# Tripartite division of the soul



## Davidius (Mar 22, 2007)

For those of you who have read Plato, I was wondering if you could help me with regard to his tripartite division of the soul. My primary source is Book 4 of Republic.

In the book, Plato (through Socrates) uses what my professor refers to as a _Principle of Opposites (PO)_ to argue that the human soul must be divided into three parts because humans experience related yet conflicting desires. In his commentary, Dr. Reeve (my prof) states that "PO is simply the principle of noncontradiction, formulated in terms of properties rather than propositions, and restricted to properties that are relational forms." I'll quote some of Plato (with some of my own paraphrasing) to flesh this out a little.
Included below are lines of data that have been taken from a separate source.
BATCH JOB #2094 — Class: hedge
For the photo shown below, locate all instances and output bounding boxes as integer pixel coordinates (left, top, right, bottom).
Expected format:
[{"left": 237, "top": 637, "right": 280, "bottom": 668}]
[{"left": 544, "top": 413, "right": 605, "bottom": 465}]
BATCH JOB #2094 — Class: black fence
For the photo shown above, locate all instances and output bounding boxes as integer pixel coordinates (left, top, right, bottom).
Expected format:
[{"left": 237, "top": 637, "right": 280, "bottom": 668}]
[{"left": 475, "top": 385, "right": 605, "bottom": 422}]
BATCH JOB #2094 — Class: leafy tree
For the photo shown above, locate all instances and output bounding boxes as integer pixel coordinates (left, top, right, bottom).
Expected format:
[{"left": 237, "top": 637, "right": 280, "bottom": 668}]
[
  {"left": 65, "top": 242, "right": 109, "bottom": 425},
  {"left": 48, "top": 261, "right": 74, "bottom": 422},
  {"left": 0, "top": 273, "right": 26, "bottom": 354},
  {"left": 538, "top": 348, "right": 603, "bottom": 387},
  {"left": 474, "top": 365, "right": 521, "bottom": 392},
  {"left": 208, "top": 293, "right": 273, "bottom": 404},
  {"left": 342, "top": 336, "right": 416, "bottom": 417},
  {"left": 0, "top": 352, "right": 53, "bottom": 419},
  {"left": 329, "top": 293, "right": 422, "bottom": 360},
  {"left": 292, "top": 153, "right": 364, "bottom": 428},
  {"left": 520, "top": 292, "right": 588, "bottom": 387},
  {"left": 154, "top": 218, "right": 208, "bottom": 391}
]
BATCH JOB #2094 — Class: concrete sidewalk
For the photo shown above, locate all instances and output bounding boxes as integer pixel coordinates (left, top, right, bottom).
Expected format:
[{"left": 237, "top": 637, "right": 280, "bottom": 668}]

> It is clear that the same thing cannot do or undergo opposite things; not, at any rate, in the same respect, in relation to the same thing, at the same time. So, if we ever find that happening here, we will know that we are not dealing with one and the same thing, but with many.
> 
> It is not possible for the same thing, at the same time, and in the same respect, to be standing still and moving. If one were to say that this were true of a spinning top, we would say that objects of this sort have multiple axes and that, while the object is moving with regard to one axis, it is still with regard to the other.
> 
> ...



Socrates to go on in saying that there is yet a third division of the soul, the spirited part. This part is sensitive to things such as honor, anger, valor, shame, etc. I won't go into too much detail with this part unless someone asks. I'm mainly interested in dealing with the PO, the very premise for the entire deal. At one point, Socrates states that the entire things falls apart if this premise can be proven false. I've read several articles, one of the best of which was by John Murray, on a scriptural response to trichotomy but I was wondering if anyone can help me answer Plato's philosophical argument from a philosophical standpoint. If a man wants to commit adultery because of sexual urges (appetitive) but also does not want to because of moral or other reasons, does this reasoning on his part prove that his soul is ontologically divided? I'm currently writing a paper in response to another paper on the "spirited element" of the soul and I'd like to refute the entire notion of trichotomy while also showing inconsistencies with the writer of the paper's notions of the spirited element and Plato's.


----------



## Dieter Schneider (Mar 22, 2007)

CarolinaCalvinist said:


> For those of you who have read Plato, I was wondering if you could help me with regard to his tripartite division of the soul. My primary source is Book 4 of Republic.
> 
> In the book, Plato (through Socrates) uses what my professor refers to as a _Principle of Opposites (PO)_ to argue that the human soul must be divided into three parts because humans experience related yet conflicting desires. In his commentary, Dr. Reeve (my prof) states that "PO is simply the principle of noncontradiction, formulated in terms of properties rather than propositions, and restricted to properties that are relational forms." I'll quote some of Plato (with some of my own paraphrasing) to flesh this out a little.
> 
> ...



Are you familiar with http://www.thirdmill.org/sermons/compile_topic.asp/site/iiim/category/subjects/topic/Nature of Man also see http://www.monergism.com/directory/...imple&search_kind=and&phrase=trichotomy&B1=Go


----------



## VanVos (Mar 22, 2007)

See here also for a paper by Dr.Bahnsen on the mind/body problem

http://www.cmfnow.com/articles/pa143.htm


----------



## Davidius (Mar 22, 2007)

Thanks, guys! Anyone else?


----------



## bookslover (Mar 22, 2007)

When I was a boy, I had several cans of Plato, which came in various colors. Never tried to eat the stuff, though, like some kids.


----------



## Davidius (Mar 23, 2007)

bookslover said:


> When I was a boy, I had several cans of Plato, which came in various colors. Never tried to eat the stuff, though, like some kids.



har har har


----------